Amplify CWP Enhanced 

Amplify Performance

0 of 100
Over the last 90 days Amplify CWP Enhanced has generated negative risk-adjusted returns adding no value to investors with long positions. In spite of very healthy basic indicators, Amplify CWP is not utilizing all of its potentials. The recent stock price disarray, may contribute to short-term losses for the insiders.
Franklin Templeton ETF 

Franklin Performance

2 of 100
Compared to the overall equity markets, risk-adjusted returns on investments in Franklin Templeton ETF are ranked lower than 2 (%) of all global equities and portfolios over the last 90 days. In spite of very healthy technical and fundamental indicators, Franklin Templeton is not utilizing all of its potentials. The latest stock price disarray, may contribute to short-term losses for the insiders.

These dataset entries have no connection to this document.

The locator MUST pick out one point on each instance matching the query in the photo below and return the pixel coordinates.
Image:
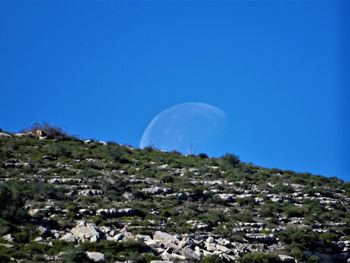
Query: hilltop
(63, 199)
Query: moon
(189, 128)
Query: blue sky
(104, 69)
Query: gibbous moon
(189, 128)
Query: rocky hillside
(63, 199)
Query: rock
(113, 212)
(118, 237)
(222, 248)
(85, 231)
(69, 238)
(8, 238)
(95, 256)
(42, 230)
(165, 237)
(155, 190)
(287, 259)
(91, 192)
(261, 238)
(188, 253)
(5, 135)
(143, 238)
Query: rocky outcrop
(84, 232)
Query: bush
(313, 259)
(51, 132)
(231, 160)
(300, 237)
(11, 205)
(295, 211)
(203, 155)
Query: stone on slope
(85, 231)
(96, 256)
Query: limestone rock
(85, 231)
(69, 238)
(95, 256)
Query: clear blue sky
(104, 69)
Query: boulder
(95, 256)
(69, 238)
(8, 238)
(85, 231)
(5, 135)
(190, 254)
(165, 237)
(286, 259)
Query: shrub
(313, 259)
(51, 132)
(203, 155)
(295, 211)
(231, 160)
(11, 205)
(300, 237)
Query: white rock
(165, 237)
(287, 259)
(69, 238)
(5, 135)
(85, 231)
(95, 256)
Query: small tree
(51, 132)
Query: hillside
(63, 199)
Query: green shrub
(11, 205)
(313, 259)
(295, 211)
(231, 160)
(300, 237)
(51, 132)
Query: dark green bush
(11, 205)
(231, 160)
(302, 238)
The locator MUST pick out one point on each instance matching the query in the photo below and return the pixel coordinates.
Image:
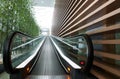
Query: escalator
(48, 66)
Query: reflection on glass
(22, 47)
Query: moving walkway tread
(48, 66)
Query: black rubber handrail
(7, 52)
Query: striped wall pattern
(100, 19)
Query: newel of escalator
(7, 52)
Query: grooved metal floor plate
(48, 66)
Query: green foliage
(16, 15)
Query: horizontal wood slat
(107, 55)
(103, 29)
(106, 41)
(107, 67)
(117, 11)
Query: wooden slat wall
(100, 19)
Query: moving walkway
(48, 57)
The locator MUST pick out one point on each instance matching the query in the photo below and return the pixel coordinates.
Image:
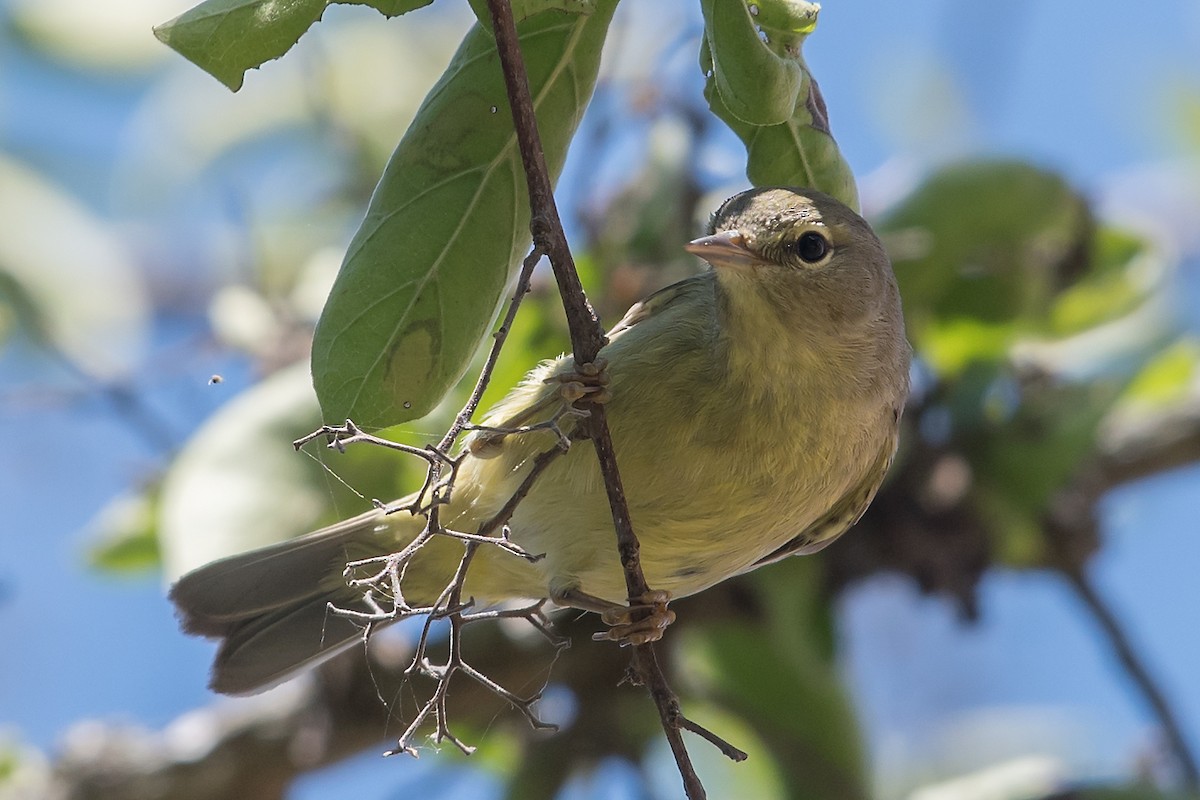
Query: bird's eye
(811, 247)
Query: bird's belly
(702, 511)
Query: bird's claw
(629, 632)
(587, 380)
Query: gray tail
(270, 607)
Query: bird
(754, 409)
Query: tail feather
(263, 651)
(270, 607)
(219, 595)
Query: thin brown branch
(587, 340)
(1139, 673)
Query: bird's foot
(623, 627)
(587, 380)
(628, 631)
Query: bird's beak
(726, 248)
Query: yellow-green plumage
(754, 413)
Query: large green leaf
(226, 37)
(988, 241)
(749, 83)
(447, 224)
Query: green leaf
(755, 84)
(525, 8)
(990, 241)
(780, 677)
(1168, 378)
(226, 37)
(799, 150)
(127, 534)
(1025, 459)
(447, 224)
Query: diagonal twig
(587, 340)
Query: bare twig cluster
(381, 578)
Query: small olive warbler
(754, 410)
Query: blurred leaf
(226, 37)
(759, 776)
(1167, 378)
(1020, 465)
(1109, 289)
(65, 278)
(781, 679)
(954, 344)
(127, 534)
(1131, 793)
(238, 483)
(989, 241)
(109, 36)
(799, 150)
(447, 224)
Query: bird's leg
(589, 380)
(622, 627)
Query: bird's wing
(538, 397)
(841, 516)
(655, 304)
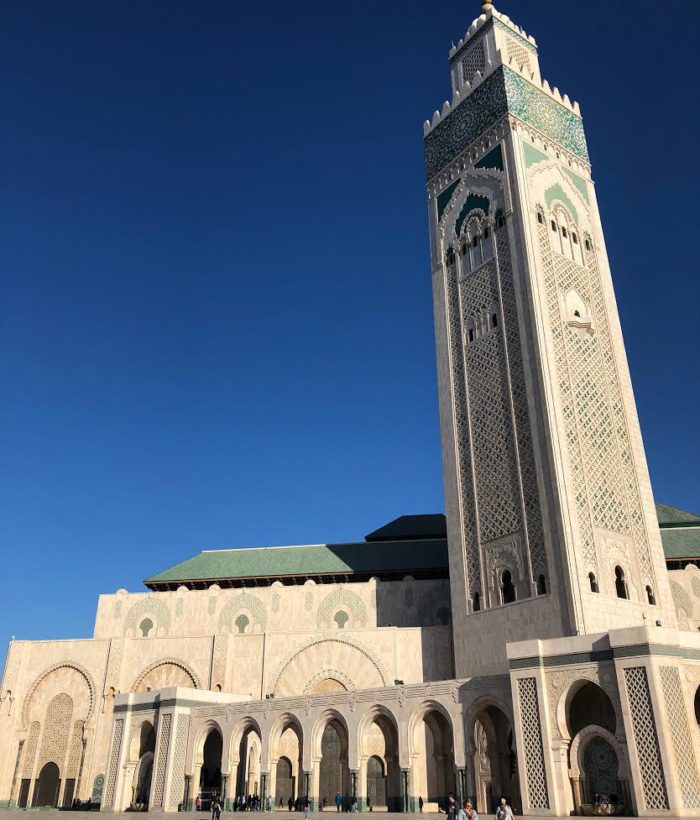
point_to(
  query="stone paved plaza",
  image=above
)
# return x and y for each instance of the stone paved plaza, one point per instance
(539, 641)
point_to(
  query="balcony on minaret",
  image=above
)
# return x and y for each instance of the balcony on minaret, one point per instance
(492, 40)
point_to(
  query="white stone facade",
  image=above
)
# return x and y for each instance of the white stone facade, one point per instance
(561, 660)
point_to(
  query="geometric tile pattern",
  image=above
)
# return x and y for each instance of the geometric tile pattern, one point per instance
(605, 483)
(54, 741)
(686, 764)
(177, 773)
(549, 117)
(462, 435)
(474, 60)
(492, 423)
(482, 109)
(646, 739)
(30, 754)
(108, 801)
(163, 746)
(501, 92)
(518, 54)
(536, 785)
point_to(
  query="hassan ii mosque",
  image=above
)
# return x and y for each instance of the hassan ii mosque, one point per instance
(539, 642)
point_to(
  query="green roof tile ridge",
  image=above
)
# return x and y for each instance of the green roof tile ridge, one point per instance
(675, 516)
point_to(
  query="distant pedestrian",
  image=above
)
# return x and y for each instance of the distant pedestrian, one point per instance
(468, 812)
(504, 811)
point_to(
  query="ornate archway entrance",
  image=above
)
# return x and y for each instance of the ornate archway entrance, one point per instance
(495, 762)
(284, 782)
(210, 774)
(601, 772)
(376, 782)
(47, 786)
(334, 773)
(433, 760)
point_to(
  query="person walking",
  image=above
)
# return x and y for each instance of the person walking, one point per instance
(504, 811)
(468, 812)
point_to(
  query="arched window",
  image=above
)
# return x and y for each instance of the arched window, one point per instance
(507, 588)
(620, 585)
(242, 622)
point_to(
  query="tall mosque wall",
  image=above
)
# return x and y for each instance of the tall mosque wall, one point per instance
(549, 669)
(58, 696)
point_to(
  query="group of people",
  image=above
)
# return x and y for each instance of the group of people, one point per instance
(300, 804)
(503, 812)
(252, 802)
(84, 805)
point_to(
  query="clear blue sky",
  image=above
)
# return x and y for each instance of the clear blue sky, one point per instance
(217, 323)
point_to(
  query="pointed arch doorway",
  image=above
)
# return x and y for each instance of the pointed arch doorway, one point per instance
(47, 786)
(334, 774)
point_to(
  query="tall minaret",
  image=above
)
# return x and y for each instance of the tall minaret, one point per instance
(551, 520)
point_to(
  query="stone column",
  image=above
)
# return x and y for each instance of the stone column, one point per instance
(405, 795)
(470, 780)
(461, 785)
(576, 785)
(306, 789)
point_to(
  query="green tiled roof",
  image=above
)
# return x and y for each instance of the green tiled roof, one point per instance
(410, 544)
(309, 561)
(682, 542)
(674, 516)
(411, 527)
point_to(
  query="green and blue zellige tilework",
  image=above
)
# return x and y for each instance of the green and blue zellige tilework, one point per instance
(545, 114)
(502, 92)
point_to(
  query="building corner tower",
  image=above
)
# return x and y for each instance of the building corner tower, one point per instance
(551, 521)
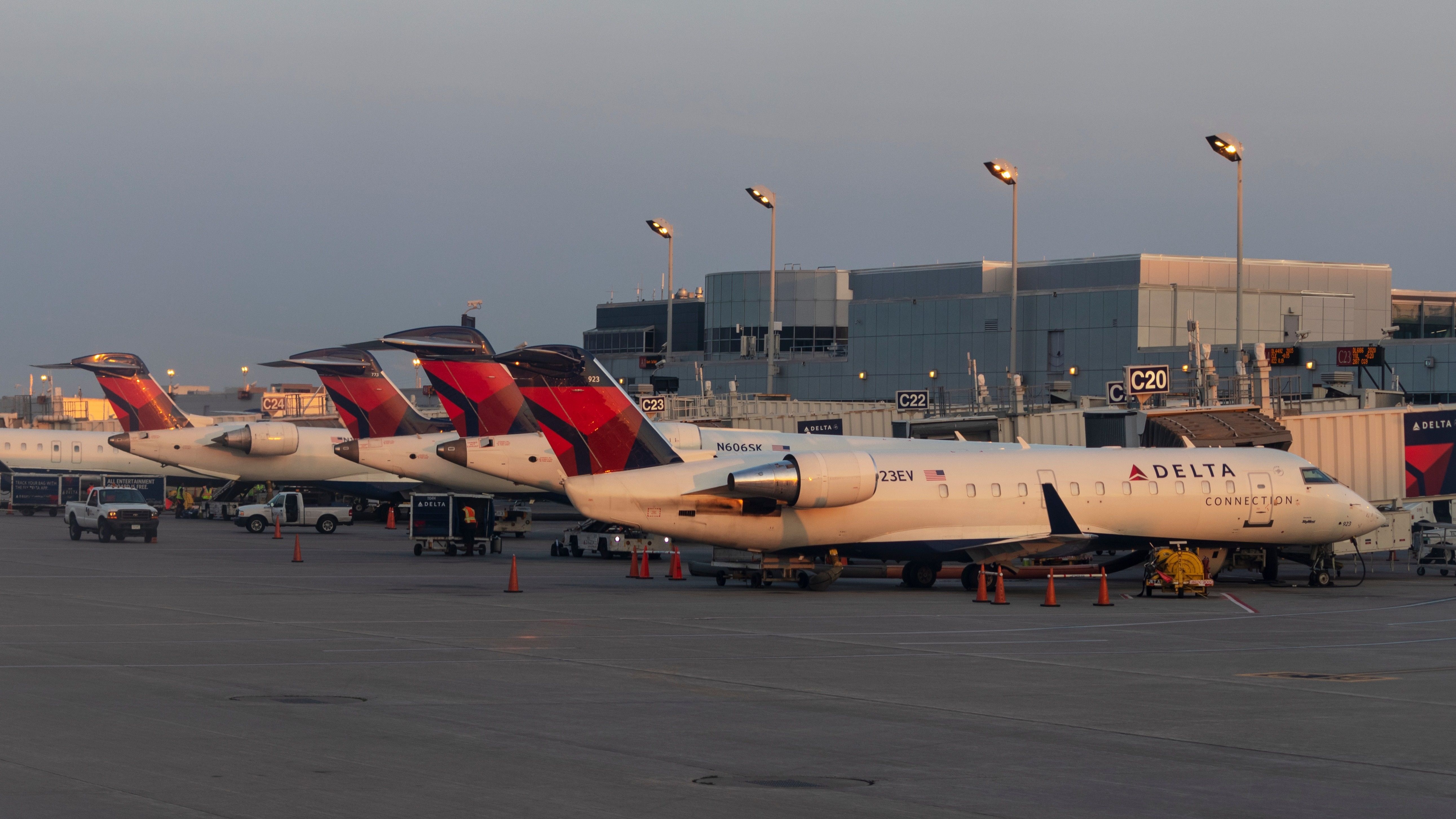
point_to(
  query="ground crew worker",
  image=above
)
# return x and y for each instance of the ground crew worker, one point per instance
(468, 529)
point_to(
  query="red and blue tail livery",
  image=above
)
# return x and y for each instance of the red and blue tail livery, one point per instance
(369, 404)
(140, 404)
(477, 390)
(590, 422)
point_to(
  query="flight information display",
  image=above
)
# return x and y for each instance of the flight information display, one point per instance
(1359, 356)
(1283, 356)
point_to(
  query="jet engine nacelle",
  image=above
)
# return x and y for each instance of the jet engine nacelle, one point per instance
(267, 439)
(810, 481)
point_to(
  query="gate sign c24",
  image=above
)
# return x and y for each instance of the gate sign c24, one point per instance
(1146, 379)
(912, 399)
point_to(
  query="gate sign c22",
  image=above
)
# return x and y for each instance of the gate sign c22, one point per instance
(912, 399)
(1146, 379)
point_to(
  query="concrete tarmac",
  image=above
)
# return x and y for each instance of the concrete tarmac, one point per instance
(209, 676)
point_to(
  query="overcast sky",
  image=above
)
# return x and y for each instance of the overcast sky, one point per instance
(216, 184)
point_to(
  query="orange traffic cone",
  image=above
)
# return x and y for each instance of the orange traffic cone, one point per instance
(1001, 590)
(1101, 593)
(1052, 593)
(513, 585)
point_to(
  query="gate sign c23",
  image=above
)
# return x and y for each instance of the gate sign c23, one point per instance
(1146, 379)
(912, 399)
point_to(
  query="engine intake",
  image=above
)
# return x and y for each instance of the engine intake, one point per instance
(810, 481)
(268, 439)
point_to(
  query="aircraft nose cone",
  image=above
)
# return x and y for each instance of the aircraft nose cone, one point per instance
(349, 450)
(453, 451)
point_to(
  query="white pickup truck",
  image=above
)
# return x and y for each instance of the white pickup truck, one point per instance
(289, 510)
(113, 513)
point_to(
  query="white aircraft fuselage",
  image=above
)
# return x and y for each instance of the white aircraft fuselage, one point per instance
(989, 504)
(73, 451)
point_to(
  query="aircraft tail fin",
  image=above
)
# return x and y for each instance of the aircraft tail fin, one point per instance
(139, 402)
(480, 393)
(1058, 514)
(592, 424)
(369, 404)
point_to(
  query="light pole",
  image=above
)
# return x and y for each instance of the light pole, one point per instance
(1007, 172)
(664, 229)
(1232, 150)
(768, 200)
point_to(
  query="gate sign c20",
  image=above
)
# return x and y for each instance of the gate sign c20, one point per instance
(912, 399)
(1146, 379)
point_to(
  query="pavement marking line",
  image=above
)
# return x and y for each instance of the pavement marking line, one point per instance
(1240, 603)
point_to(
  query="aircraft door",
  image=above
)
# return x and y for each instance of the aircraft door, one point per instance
(1261, 503)
(1046, 476)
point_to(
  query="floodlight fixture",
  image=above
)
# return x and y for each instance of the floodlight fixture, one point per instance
(1227, 147)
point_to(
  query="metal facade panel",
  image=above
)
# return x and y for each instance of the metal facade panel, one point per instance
(1364, 450)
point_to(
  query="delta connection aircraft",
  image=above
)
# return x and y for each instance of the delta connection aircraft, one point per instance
(388, 433)
(501, 435)
(255, 451)
(956, 504)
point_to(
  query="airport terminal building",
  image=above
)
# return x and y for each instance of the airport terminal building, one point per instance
(861, 335)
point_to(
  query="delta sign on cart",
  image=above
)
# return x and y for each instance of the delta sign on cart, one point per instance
(1429, 441)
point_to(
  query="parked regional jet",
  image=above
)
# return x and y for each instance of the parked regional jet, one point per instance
(927, 507)
(389, 434)
(255, 451)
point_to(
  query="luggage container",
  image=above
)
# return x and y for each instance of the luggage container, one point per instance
(438, 523)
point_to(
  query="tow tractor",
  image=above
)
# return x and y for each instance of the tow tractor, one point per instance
(611, 540)
(1176, 569)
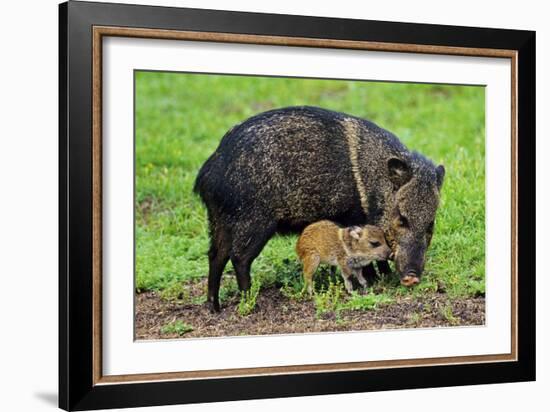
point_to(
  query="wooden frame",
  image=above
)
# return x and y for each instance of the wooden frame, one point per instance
(82, 27)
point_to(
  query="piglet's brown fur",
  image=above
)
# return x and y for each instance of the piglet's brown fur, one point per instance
(350, 248)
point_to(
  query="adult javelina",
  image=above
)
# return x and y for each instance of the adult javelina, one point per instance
(284, 169)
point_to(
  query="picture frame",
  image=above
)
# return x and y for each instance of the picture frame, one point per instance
(83, 27)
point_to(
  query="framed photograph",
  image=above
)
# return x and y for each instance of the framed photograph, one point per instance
(256, 205)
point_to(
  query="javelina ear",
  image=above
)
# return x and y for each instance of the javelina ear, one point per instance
(355, 232)
(399, 172)
(440, 171)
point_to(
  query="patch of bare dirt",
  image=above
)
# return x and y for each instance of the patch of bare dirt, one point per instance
(276, 314)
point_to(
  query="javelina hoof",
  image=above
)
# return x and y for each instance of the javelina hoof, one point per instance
(409, 280)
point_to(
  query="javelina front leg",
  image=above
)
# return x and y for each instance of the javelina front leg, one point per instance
(218, 255)
(248, 242)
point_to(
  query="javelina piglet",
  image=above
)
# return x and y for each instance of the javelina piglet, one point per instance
(350, 248)
(284, 169)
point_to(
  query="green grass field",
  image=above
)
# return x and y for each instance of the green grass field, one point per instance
(180, 119)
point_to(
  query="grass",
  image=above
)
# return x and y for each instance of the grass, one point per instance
(180, 119)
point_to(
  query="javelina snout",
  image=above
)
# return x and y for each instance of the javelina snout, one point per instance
(415, 204)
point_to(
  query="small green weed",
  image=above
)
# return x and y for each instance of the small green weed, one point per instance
(178, 327)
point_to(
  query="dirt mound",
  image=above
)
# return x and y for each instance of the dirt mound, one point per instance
(276, 314)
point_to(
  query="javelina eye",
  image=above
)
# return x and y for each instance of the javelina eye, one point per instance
(430, 227)
(402, 221)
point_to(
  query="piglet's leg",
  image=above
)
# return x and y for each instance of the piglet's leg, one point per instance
(346, 275)
(311, 263)
(359, 275)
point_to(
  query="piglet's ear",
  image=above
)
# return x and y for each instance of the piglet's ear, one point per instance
(440, 171)
(399, 172)
(355, 232)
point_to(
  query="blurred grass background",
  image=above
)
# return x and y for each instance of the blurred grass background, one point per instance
(180, 119)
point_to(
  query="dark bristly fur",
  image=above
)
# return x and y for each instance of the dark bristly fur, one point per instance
(284, 169)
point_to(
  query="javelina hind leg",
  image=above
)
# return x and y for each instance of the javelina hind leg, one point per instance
(218, 255)
(384, 267)
(369, 274)
(247, 245)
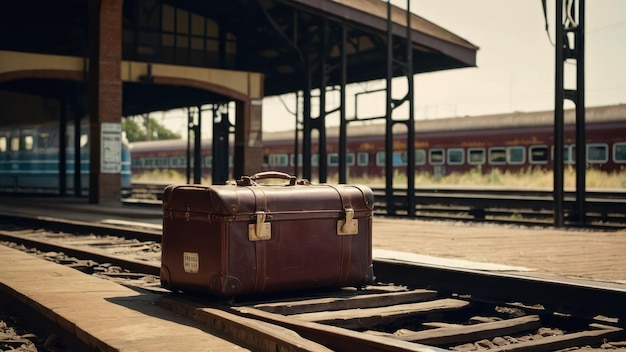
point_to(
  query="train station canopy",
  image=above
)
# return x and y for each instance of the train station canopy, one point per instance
(280, 39)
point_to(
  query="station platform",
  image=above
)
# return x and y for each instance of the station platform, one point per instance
(594, 257)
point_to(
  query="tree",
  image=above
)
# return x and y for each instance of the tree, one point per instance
(136, 132)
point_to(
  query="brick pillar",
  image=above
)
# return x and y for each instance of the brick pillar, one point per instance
(105, 103)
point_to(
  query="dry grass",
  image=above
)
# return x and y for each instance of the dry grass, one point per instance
(531, 178)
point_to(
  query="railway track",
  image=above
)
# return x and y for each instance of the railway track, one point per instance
(605, 208)
(409, 307)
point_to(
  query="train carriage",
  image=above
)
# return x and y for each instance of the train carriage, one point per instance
(29, 160)
(506, 142)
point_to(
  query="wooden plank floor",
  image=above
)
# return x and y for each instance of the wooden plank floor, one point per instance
(573, 253)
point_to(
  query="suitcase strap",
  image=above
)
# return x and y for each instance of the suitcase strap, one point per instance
(259, 233)
(347, 226)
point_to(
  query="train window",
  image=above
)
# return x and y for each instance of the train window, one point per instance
(350, 159)
(538, 154)
(436, 156)
(29, 142)
(42, 140)
(455, 156)
(497, 155)
(619, 152)
(84, 139)
(292, 159)
(569, 153)
(278, 160)
(363, 158)
(515, 155)
(380, 159)
(420, 156)
(333, 159)
(399, 159)
(476, 156)
(15, 144)
(597, 153)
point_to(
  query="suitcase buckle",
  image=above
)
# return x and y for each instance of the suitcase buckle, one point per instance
(349, 225)
(261, 230)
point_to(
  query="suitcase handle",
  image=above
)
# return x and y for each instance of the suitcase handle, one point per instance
(251, 180)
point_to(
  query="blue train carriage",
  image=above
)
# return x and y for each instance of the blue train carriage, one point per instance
(29, 160)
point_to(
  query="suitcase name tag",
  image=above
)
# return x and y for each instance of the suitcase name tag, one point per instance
(261, 230)
(191, 262)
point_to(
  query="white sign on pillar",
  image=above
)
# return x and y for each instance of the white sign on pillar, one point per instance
(111, 148)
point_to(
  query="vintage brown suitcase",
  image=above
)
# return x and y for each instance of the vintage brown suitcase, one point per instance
(250, 239)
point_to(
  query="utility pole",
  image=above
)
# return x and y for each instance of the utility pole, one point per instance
(569, 25)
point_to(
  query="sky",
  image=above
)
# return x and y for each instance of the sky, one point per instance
(515, 63)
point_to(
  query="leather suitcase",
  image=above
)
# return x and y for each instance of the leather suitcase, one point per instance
(250, 239)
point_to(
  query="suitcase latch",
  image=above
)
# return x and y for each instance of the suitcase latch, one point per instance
(261, 230)
(349, 225)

Amplify CWP and Franklin Templeton Volatility Contrast

   Predicted Return Density   

Pair Trading with Amplify CWP and Franklin Templeton

The main advantage of trading using opposite Amplify CWP and Franklin Templeton positions is that it hedges away some unsystematic risk. Because of two separate transactions, even if Amplify CWP position performs unexpectedly, Franklin Templeton can make up some of the losses. Pair trading also minimizes risk from directional movements in the market. For example, if an entire industry or sector drops because of unexpected headlines, the short position in Franklin Templeton will offset losses from the drop in Franklin Templeton's long position.
The idea behind Amplify CWP Enhanced and Franklin Templeton ETF pairs trading is to make the combined position market-neutral, meaning the overall market's direction will not affect its win or loss (or potential downside or upside). This can be achieved by designing a pairs trade with two highly correlated stocks or equities that operate in a similar space or sector, making it possible to obtain profits through simple and relatively low-risk investment.
Check out your portfolio center.
Note that this page's information should be used as a complementary analysis to find the right mix of equity instruments to add to your existing portfolios or create a brand new portfolio. You can also try the Theme Ratings module to determine theme ratings based on digital equity recommendations. Macroaxis theme ratings are based on combination of fundamental analysis and risk-adjusted market performance.